Conta-se que, quando Tarsila do Amaral pintou o Abaporu, como um presente de aniversário para o marido Oswald de Andrade, o escritor ficou tão impressionado com o quadro que chamou o amigo Raul Bopp para conferi-lo. A tela, batizada com um neologismo que unia os termos do tupi-guarani “aba” (homem) e “poru” (comedor de carne humana), levaria Oswald a escrever o “Manifesto Antropofágico”, um dos documentos mais importantes do movimento modernista nacional. Esta história não está emMovimentos Modernistas no Brasil 1922 – 1928(José Olympio, 182 páginas, 28 reais), livro do gaúcho Raul Bopp que passou quarenta anos fora de catálogo e retorna às livrarias na próxima sexta, 17, por causa dos noventa anos da Semana de 1922. Mas há muitas outras saborosas por lá.
Poeta e editor da Revista de Antropofagia, publicação que propagava os ideais modernistas e antropofágicos nos anos 1920, além de amigo de uma das principais lideranças do movimento, Bopp foi um espectador privilegiado da agitação cultural que marcou São Paulo no início do século XX. E são as cenas que ele presenciou em meio à Pauliceia, assim como o julgamento que fez de fatos e de personagens, que preenchem Movimentos Modernistas no Brasil, livro que reúne notas escritas para duas conferências realizadas no Instituto Brasileiro de Estudos Internacionais, além de respostas a questões feitas por um jornalista e o texto ficcional Ballet da Cobra Norato.
Quanto aos personagens, chama a atenção a maneira como Bopp descreve Oswald – “Às vezes, com lampejos geniais, mas, também, algumas vezes, com destemperos incríveis”. Sempre ativo, o marido de Tarsila teria tido, entre outras, a ideia de criar uma religião que congregasse elementos das três raças brasileiras. O detalhe, além de curioso, é valioso porque faz lembrar que não foi Gilberto Freyre quem inventou a teoria das três raças fundadoras da nação brasileira, em Casa Grande & Senzala (1933).
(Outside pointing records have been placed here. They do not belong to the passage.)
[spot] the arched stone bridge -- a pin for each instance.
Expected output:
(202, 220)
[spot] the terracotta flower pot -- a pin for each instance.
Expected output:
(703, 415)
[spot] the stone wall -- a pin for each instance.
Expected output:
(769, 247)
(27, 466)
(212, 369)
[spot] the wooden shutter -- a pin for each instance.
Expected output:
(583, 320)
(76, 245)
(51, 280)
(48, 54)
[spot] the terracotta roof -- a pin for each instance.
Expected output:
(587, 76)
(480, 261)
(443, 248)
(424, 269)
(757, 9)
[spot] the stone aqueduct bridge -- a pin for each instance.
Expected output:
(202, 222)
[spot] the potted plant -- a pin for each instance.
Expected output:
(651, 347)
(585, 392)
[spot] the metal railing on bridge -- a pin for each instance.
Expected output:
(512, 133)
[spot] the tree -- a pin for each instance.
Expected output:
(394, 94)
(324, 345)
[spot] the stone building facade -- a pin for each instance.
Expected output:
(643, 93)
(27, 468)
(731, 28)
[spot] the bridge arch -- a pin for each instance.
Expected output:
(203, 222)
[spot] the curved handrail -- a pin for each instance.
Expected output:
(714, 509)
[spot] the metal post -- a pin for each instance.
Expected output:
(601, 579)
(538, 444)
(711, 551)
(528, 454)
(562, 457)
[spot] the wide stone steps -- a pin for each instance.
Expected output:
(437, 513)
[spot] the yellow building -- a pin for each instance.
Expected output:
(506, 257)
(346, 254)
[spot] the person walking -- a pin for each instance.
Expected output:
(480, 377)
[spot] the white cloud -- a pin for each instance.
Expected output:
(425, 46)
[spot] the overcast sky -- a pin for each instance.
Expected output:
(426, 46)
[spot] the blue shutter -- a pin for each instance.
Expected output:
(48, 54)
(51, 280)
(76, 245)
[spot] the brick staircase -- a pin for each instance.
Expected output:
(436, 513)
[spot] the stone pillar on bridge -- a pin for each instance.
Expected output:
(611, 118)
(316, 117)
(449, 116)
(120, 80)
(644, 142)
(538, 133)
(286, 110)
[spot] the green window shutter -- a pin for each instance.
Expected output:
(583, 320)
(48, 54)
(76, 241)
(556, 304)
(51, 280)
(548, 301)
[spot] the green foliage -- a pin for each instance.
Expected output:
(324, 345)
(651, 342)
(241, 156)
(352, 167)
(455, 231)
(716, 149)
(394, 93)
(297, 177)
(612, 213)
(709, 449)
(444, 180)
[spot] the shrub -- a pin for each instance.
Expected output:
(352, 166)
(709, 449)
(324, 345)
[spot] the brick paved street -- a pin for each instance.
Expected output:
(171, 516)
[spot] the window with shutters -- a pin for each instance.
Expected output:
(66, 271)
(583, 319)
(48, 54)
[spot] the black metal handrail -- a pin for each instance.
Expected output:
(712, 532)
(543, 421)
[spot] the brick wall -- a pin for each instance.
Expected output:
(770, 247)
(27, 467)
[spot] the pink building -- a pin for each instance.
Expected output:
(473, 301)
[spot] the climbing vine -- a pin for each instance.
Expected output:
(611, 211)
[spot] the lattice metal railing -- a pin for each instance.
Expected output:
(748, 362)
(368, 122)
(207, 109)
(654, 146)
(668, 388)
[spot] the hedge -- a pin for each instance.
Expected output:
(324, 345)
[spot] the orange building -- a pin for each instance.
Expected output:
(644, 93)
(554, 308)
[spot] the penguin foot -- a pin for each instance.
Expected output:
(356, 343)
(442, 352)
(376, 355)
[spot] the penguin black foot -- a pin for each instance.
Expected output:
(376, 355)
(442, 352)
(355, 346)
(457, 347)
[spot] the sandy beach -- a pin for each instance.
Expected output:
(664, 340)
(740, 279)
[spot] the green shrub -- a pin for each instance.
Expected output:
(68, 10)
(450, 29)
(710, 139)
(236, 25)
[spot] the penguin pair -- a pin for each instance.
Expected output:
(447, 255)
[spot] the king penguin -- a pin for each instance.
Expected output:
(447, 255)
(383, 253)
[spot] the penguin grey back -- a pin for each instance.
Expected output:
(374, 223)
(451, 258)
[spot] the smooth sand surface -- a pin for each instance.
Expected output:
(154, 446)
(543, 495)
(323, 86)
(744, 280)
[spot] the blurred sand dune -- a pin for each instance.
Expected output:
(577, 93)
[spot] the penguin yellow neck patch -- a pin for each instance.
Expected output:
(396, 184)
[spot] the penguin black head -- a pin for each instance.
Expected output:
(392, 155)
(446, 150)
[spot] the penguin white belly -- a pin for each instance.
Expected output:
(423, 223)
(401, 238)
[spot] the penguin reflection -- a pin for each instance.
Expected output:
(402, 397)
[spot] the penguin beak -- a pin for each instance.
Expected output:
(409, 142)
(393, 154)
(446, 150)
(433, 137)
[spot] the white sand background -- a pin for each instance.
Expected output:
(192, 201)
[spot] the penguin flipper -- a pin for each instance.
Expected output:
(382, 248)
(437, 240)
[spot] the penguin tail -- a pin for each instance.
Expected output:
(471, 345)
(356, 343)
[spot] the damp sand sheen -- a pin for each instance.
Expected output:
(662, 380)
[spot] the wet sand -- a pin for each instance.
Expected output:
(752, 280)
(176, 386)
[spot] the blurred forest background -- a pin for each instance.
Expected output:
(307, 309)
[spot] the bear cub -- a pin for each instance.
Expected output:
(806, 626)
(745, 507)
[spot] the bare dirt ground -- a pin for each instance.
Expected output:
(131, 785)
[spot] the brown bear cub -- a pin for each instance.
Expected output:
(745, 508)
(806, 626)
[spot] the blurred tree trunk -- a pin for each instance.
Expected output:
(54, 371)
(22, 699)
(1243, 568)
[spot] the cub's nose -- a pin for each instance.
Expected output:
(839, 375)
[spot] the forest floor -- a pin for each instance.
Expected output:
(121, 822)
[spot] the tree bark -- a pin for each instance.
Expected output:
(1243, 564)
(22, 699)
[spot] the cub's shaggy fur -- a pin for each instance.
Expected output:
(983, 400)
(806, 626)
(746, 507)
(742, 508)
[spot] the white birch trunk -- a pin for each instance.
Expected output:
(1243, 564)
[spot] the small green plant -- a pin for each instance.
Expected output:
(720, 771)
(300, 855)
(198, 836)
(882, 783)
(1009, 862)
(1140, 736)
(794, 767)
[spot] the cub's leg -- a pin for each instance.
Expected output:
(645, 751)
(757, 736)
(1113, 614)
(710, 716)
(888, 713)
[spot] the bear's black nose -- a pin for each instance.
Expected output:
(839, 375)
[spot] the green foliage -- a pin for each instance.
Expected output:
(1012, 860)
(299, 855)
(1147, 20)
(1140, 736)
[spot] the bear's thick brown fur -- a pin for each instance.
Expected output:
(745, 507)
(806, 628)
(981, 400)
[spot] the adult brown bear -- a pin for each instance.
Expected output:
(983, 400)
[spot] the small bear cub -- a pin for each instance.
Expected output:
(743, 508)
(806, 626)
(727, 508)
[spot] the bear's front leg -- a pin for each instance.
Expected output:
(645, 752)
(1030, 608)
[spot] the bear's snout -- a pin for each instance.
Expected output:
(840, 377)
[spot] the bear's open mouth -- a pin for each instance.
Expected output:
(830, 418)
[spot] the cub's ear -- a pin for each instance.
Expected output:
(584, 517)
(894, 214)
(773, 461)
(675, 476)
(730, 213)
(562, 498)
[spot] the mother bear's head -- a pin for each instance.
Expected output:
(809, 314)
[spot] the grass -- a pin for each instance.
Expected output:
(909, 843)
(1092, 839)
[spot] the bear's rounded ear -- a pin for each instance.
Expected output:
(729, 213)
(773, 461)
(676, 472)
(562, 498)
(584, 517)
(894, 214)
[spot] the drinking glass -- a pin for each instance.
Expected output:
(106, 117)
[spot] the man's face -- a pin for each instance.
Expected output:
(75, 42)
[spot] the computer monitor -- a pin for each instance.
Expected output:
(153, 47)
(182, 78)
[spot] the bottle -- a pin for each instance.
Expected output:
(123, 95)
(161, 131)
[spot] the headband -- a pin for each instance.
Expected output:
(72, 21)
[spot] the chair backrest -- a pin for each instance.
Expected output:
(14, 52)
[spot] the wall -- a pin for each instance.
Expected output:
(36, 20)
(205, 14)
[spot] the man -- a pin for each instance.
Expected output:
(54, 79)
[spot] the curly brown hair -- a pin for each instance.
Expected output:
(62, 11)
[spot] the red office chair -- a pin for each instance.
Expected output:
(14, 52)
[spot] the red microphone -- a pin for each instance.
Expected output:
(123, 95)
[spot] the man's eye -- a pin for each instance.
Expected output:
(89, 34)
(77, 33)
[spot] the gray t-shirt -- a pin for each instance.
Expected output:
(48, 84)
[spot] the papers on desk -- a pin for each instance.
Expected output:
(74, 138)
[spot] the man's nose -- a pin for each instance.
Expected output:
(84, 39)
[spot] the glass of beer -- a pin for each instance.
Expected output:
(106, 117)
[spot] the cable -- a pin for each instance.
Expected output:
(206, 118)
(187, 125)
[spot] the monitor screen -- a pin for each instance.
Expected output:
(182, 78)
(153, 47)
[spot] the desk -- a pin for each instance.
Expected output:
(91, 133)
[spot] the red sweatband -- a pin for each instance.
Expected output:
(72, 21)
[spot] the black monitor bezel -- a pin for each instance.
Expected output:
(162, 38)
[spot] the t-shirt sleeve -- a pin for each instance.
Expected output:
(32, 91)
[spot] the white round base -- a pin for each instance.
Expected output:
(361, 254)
Ela é anterior a Freyre: vem do Brasil recém-emancipado, em que o Instituto Histórico e Geográfico, ancestral do IBGE, lançou o concurso “Como Escrever a História do Brasil”. Sagrou-se ali campeão o naturalista alemão Karl Friedrich Phillipp Von Martius, com a tese de que o Brasil era um grande caldo formado pelo volumoso rio branco (português) e seus dois confluentes, os rios negro e indígena. E os ecos do século XIX ainda se faziam ouvir no XX.
Outros detalhes sobre a cultura brasileira pipocam aqui e ali, mas o foco do livro, como informa o título, é o movimento modernista paulista. E é daí que vêm informações preciosas, como a atribuição a Di Cavalcanti da ideia da Semana de 1922, tese encampada pelo jornalista Marcos Augusto Gonçalves em seu 1922 – A Semana que Não Terminou, que a Companhia das Letras acaba de lançar. Segundo Bopp, o pintor já planejava para aquele período um evento de artes visuais e conferências, que, diante das adesões de outros artistas e do patrocínio da elite paulista, acabou ampliado e transferido para o palco do Municipal.
Sobre a Semana de 1922, que em 13 de fevereiro, completou 90 anos, Bopp é sincero ao mostrar como foi contraditória, mesclando desejos de inovação artística a influências do passado, bem como ímpetos de ruptura com o exterior à importação de tendências vanguardistas. E ao apontar como “seus resultados foram conduzidos de forma incoerente, sem alcançar soluções mais profundas”. Mas ressalta que o evento teve o mérito de dar “maior autonomia aos meios de expressão”, libertar “o idioma de gramaticalismos inúteis” e desamarrar “a poesia em versos livres”.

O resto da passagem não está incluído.